Moderator Wolfgang Wirtz–Nentwig fasste zusammen, er sei optimistisch, dass sich die Lage der Arbeitnehmer durch die Knappheit der „Human Ressources“ verbessern werde. Die soziale Balance werde zunehmen auch zum Beispiel in China gefördert. Angst müsse man eher vor den „Rechten“ haben, die die Beschäftigten zu verunsichern bzw. deren berechtigte Fragen auszunutzen versuchten, ohne konstruktive Lösungen aufzuzeigen.
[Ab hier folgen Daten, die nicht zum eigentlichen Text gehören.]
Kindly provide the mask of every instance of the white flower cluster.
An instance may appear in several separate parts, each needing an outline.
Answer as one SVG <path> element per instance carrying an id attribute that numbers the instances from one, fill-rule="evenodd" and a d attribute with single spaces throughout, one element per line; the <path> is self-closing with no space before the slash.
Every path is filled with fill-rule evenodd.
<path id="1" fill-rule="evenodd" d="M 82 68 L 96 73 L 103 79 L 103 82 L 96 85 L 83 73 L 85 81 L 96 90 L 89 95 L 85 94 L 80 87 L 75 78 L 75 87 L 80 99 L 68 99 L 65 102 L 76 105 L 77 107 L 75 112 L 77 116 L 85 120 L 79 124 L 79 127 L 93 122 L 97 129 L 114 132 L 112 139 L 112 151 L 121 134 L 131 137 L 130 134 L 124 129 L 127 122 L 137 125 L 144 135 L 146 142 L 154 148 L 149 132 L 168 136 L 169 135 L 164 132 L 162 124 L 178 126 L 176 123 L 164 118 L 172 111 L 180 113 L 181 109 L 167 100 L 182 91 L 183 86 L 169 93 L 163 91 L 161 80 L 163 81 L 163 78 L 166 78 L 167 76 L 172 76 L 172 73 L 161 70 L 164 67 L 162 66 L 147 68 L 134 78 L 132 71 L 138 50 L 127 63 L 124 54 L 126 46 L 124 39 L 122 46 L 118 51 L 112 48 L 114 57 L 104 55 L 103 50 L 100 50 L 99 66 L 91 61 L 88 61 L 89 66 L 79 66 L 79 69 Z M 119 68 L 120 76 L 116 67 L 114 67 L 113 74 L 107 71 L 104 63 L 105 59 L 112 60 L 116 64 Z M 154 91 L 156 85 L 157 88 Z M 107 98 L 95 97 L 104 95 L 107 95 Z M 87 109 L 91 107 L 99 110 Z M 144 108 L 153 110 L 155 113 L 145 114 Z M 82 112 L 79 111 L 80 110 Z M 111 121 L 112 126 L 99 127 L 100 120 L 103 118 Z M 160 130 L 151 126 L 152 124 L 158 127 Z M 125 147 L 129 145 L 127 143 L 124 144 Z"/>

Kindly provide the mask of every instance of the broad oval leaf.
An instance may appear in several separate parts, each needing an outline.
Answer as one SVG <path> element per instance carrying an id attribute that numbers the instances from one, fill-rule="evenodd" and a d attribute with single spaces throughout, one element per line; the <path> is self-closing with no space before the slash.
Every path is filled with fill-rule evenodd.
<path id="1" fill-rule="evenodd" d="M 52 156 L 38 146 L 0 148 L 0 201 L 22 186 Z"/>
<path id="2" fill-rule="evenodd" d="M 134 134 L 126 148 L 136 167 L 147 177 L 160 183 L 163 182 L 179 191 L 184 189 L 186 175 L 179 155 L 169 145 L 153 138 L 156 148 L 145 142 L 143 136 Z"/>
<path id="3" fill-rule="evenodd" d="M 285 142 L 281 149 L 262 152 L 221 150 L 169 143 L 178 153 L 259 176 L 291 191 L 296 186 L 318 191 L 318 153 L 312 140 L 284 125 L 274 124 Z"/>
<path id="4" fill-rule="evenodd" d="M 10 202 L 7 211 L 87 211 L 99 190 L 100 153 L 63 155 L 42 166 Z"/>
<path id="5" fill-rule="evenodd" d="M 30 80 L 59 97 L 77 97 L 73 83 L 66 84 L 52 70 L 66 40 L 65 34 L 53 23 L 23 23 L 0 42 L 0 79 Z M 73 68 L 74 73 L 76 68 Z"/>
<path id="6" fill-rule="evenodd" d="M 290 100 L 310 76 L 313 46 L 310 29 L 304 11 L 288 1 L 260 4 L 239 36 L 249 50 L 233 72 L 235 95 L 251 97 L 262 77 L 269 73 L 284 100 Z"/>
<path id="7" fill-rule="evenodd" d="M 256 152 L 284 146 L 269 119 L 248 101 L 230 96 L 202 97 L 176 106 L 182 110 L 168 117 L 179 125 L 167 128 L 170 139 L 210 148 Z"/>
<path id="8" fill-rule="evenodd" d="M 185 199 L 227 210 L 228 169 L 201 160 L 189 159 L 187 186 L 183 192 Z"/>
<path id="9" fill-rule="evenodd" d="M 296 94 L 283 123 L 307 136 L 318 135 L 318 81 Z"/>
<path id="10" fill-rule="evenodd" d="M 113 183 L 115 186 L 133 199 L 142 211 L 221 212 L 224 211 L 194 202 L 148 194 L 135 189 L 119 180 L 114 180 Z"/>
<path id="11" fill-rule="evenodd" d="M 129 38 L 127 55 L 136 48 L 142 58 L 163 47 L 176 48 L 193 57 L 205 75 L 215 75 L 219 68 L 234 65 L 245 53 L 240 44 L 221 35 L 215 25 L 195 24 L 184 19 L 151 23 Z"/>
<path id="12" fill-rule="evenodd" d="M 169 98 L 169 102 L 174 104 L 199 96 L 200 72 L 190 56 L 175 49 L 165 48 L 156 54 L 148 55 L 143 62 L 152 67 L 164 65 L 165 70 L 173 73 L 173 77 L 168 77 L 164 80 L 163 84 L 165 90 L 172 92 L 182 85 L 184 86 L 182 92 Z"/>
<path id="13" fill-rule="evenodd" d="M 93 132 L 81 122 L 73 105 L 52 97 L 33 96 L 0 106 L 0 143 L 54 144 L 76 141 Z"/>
Die speziellen Anforderungen des Automobilsektors beleuchtete Didier Guyot von 3 E Consultants in einem Vortrag mit gewerkschaftlichem Blickwinkel genauer: Die Auseinandersetzung über die Antriebsart der Zukunft, d.h. Elektro- oder Wasserstoffmobilität oder emissionsfreie Verbrenner, wäre ähnlich einem „Religionskrieg“. Wer würde diese Entscheidungen treffen? Jedenfalls müssten die Gewerkschaften mit dabei sein. Nach dem französischen Modell „GPEC“ müssten sich die Unternehmen einbringen, alle 3 Jahre wiederholend, um ihre strategischen Entscheidungen offen zu legen.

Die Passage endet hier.